Katia scosse la testa, mentre Michelle le afferrò la mano e lo guardò severamente.

– Papà, non farle più del male! – affermò.

Valentino annuì in fretta. Katia si asciugò le lacrime e disse piano:

– Non è per questo… Semplicemente, da tantissimo tempo nessuno mi ha abbracciata.

Una settimana dopo, Valentino riportò sua figlia a casa. In tutto quel tempo, era stata accanto a Michelle. Quest’ultima si era decisamente ripresa, correva nei corridoi con gli altri bambini e chiacchierava vivacemente. Mentre i medici, sorpresi dal “fenomenale” recupero della bambina, la sottoponevano a esami completi, Valentino si occupò di Katia.

La madre di Katia era scomparsa quando la bambina aveva appena due anni. Nessuno sapeva dove fosse finita, ma tutti erano certi che non fosse più in vita. Viveva una vita non proprio innocente. Dopo la sua scomparsa, Katia rimase con la nonna, ma quest’ultima morì sei mesi fa. La bambina fu quindi mandata in un orfanotrofio, dove ebbe un conflitto con una delle educatrici. Questa alzava le mani sulla bambina, e Katia scappò. Ecco la sua triste storia.
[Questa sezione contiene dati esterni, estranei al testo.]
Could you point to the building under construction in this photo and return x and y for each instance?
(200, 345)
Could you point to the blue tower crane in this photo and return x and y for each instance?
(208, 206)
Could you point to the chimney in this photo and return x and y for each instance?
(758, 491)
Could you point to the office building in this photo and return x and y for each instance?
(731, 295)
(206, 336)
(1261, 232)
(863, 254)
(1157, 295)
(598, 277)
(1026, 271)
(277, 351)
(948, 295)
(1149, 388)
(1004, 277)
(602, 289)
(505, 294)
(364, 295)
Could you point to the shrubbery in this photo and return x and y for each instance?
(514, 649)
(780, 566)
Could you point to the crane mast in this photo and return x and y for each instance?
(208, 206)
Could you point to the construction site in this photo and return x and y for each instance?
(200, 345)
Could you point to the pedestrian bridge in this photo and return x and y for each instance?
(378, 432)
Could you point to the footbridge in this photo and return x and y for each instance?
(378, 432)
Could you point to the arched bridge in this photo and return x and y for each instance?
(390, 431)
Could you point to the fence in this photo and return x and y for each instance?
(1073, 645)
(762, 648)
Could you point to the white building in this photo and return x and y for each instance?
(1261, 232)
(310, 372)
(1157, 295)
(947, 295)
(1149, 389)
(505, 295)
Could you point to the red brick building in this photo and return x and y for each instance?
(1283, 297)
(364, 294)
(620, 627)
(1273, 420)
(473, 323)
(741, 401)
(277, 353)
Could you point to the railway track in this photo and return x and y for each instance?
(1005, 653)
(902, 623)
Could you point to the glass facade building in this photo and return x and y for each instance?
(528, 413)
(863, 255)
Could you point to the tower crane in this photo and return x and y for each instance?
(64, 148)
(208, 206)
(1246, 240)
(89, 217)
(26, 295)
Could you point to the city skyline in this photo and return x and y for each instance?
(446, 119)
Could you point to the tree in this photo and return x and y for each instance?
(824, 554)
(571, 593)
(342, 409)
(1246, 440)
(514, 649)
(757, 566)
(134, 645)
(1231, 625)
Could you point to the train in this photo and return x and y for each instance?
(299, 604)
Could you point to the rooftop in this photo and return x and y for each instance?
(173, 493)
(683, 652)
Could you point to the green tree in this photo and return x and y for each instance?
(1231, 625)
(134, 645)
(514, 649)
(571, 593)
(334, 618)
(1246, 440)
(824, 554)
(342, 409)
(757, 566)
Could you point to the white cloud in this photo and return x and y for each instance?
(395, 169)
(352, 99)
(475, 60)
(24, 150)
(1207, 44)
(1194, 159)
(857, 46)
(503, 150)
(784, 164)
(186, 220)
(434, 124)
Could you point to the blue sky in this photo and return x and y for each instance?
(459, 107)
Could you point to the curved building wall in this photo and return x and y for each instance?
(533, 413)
Quando Valentino venne a prendere Michelle, Katia aveva già raccolto le sue poche cose. Si alzò, abbracciò forte l’amica e poi guardò Valentino timidamente.

– Grazie… Vado…

– E dove pensi di andare? – le chiese.

I loro sguardi si incrociarono.

– Probabilmente in orfanotrofio. Fuori ora fa freddo.

Valentino rifletté:

– Quindi ho sprecato tempo a preparare una camera accanto a quella di Michelle? Non… vuoi diventare sua sorella? – propose con cautela.

Michelle fu la prima a sbalordirsi e si lanciò al collo di papà. Seguita da Katia, che singhiozzava, gli si strinse intorno. Quando uscivano dall’ospedale, tutte le infermiere radunate per salutarli piangevano. Ma Valentino vedeva solo Alla e il suo sguardo buono e comprensivo.

E dopo sei mesi, non riusciva già a immaginare la sua vita senza Katia. Come le sorelle che si erano scelte – Michelle e Katia – non potevano più fare a meno l’una dell’altra.